Just below our house is a stand of ancient oak trees. How ancient I have no idea, but the presence of certain plants in the ground cover (particularly now I have cleared back much of the invasive Rhododendrons) indicates that the woods have been there for many hundreds, prossibly thousands of years. The grounding effect of large trees on our fickle human existance is one that is well documented, and I have something of a love affair with these oaks.
I am perhaps not alone, because they are also home to a number of animals, notably red squirrels, tree creepers, woodpeckers and, most noticable of all, a large colony of jackdaws. Or perhaps I should call them a ‘band’ or a ‘train’ to use their collective noun.
Even though they are there all year, for some reason, these beautiful, fiercely intelligent birds have become symbols of winter for me, and therefore, creatures of advent.
These jackdaws are there all the time, but most notably in the winter, where they are everpresent, almost unnoticed in their ubiquiosity as they flap the sky on apparently pointless journeys from branch to branch, squabbling with each other or an occasional gull or buzzard.
Sometimes the croaking noise they make reaches a distant peak, as it did when the sparrowhawk lingered to close to their untidy stick-nests in spring, but for the most part, the rasp and clatter of their vocalisation is part of the backdrop of living.

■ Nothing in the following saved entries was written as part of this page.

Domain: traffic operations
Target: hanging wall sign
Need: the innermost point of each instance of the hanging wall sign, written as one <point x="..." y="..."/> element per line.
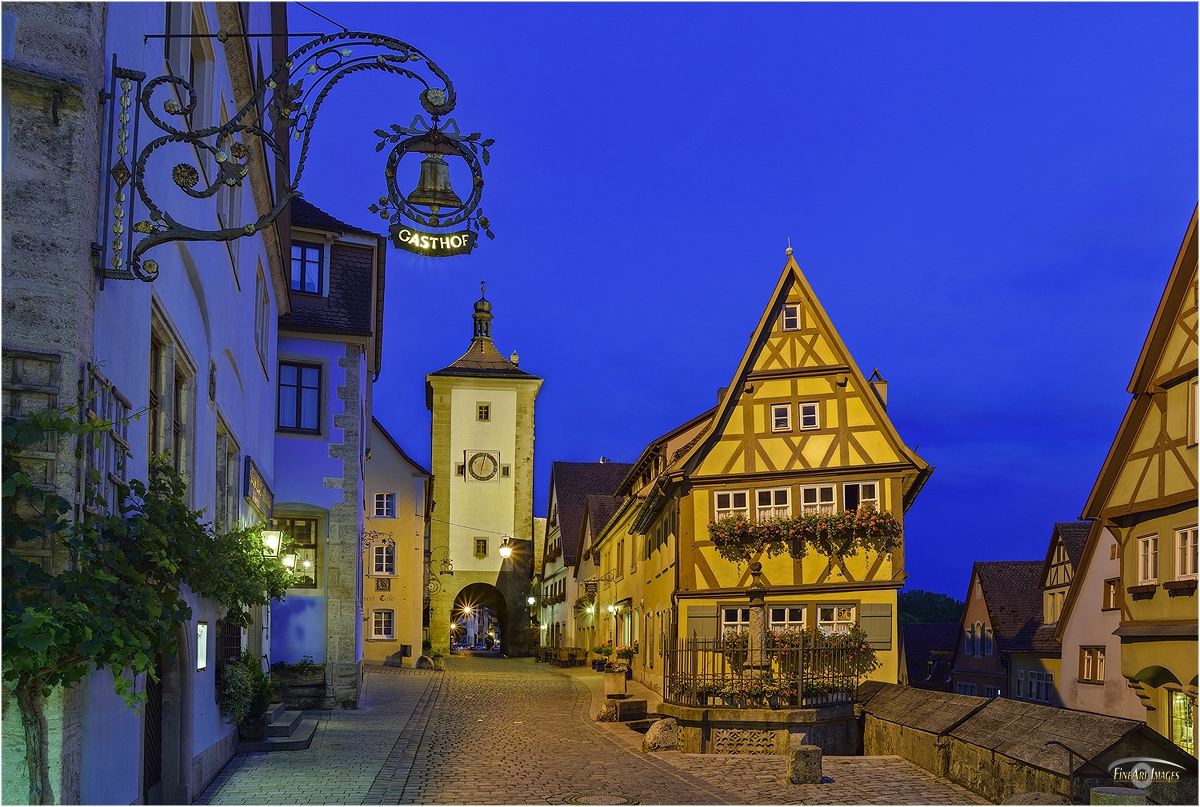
<point x="432" y="244"/>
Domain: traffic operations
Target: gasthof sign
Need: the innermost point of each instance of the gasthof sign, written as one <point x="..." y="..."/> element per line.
<point x="432" y="244"/>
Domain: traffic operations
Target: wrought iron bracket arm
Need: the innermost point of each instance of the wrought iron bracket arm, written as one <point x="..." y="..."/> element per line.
<point x="283" y="107"/>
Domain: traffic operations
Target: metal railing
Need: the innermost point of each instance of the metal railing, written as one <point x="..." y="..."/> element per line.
<point x="713" y="673"/>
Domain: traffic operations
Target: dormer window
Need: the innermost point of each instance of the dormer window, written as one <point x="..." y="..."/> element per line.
<point x="307" y="268"/>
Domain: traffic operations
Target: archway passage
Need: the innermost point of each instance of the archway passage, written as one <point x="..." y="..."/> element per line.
<point x="481" y="615"/>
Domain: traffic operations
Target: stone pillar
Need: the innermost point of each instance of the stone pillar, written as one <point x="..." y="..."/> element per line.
<point x="757" y="593"/>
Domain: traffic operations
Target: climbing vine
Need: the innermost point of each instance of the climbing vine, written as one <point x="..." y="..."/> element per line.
<point x="117" y="603"/>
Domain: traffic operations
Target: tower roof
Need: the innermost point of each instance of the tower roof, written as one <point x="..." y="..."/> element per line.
<point x="481" y="359"/>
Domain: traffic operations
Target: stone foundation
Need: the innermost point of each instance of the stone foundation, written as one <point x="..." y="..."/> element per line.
<point x="729" y="730"/>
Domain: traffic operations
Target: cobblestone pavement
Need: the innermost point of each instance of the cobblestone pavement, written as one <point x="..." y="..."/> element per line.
<point x="505" y="731"/>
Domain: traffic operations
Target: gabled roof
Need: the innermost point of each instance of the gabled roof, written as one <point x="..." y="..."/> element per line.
<point x="391" y="440"/>
<point x="929" y="641"/>
<point x="1073" y="536"/>
<point x="1014" y="604"/>
<point x="483" y="360"/>
<point x="1179" y="293"/>
<point x="570" y="484"/>
<point x="791" y="278"/>
<point x="310" y="216"/>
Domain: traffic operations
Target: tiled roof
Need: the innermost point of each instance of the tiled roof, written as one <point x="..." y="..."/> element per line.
<point x="601" y="507"/>
<point x="347" y="308"/>
<point x="573" y="482"/>
<point x="483" y="360"/>
<point x="1014" y="603"/>
<point x="921" y="643"/>
<point x="1074" y="536"/>
<point x="305" y="214"/>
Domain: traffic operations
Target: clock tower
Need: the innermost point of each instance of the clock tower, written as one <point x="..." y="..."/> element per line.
<point x="483" y="424"/>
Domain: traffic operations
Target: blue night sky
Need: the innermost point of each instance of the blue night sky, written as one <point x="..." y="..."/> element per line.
<point x="987" y="198"/>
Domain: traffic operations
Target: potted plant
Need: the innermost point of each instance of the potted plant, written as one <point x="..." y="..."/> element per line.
<point x="245" y="697"/>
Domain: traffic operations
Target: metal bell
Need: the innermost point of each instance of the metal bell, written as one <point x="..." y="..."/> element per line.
<point x="433" y="189"/>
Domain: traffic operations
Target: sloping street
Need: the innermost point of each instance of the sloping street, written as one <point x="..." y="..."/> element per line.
<point x="492" y="730"/>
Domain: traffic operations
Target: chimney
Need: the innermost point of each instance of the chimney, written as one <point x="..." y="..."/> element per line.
<point x="881" y="388"/>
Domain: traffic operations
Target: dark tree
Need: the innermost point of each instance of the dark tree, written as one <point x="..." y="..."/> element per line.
<point x="919" y="607"/>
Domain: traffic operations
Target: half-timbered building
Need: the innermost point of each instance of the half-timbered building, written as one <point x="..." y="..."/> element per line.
<point x="1145" y="497"/>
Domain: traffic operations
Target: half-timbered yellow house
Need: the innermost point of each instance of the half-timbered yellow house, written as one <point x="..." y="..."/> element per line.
<point x="1145" y="497"/>
<point x="799" y="429"/>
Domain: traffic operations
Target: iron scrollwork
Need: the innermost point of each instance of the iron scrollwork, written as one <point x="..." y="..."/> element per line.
<point x="283" y="107"/>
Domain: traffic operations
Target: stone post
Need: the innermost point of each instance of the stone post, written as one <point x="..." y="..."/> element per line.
<point x="757" y="593"/>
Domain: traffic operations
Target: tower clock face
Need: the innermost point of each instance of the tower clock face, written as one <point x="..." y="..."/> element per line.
<point x="481" y="466"/>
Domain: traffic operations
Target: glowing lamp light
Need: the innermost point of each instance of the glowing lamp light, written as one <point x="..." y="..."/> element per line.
<point x="271" y="539"/>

Because Jackdaws love buildings (in the past often blocking chimneys with their) often they will rattle over the roof tiles – a disturbance until we became aclimatised.
I put out some food once and set up a camera trap to try to capture images of a local pine marten that I knew from glimpses and traces had been scouting out our chickens. all I did was to feed the jackdaws.
Unsurprisingly, our jackdaws have been featured in some of our art work, including this piece that Michaela made featuring an old poem about the burdens of winter;
Jackdaws are often featured in our stories and our folklore, creatures onto which we project meaning in our attempt to make sense of the world. To some they have been holy, perhaps because they often make their homes in the high church steeples. To others they are devil birds, associated with chaos and war.
Other stories come to us from greek mythology;
The story of Princess Arne of the island of Siphnos describes a beautiful young princess who is ruined by her own greed. In this story, Arne is offered a bribe by the legendary King Minos of Crete to betray the people of her island. Unable to resist the bribe, Arne relinquishes the island to Minos. Immediately, Minos and the army of Crete conquer Siphnos. Seeing her actions and disgusted by her avaricious betrayal, the gods decide to punish Arne. The punishment chosen is to turn her into a Jackdaw. In this form, Arne is forevermore condemned to chase after gold; her greed is translated into a Jackdaw’s fascination with shiny objects.
Once more, we do disservice to creatures of the natural world by attributing to them the character traits that are ours, but it seems to me that this bird of winter – this bird of advent – might be a useful reminder of the tautology of this dark season, in which we celebrate the mystery of the incarnation using such exterior excess. Like the jackdaw, we have no need for shiny things, but we chase them anyway.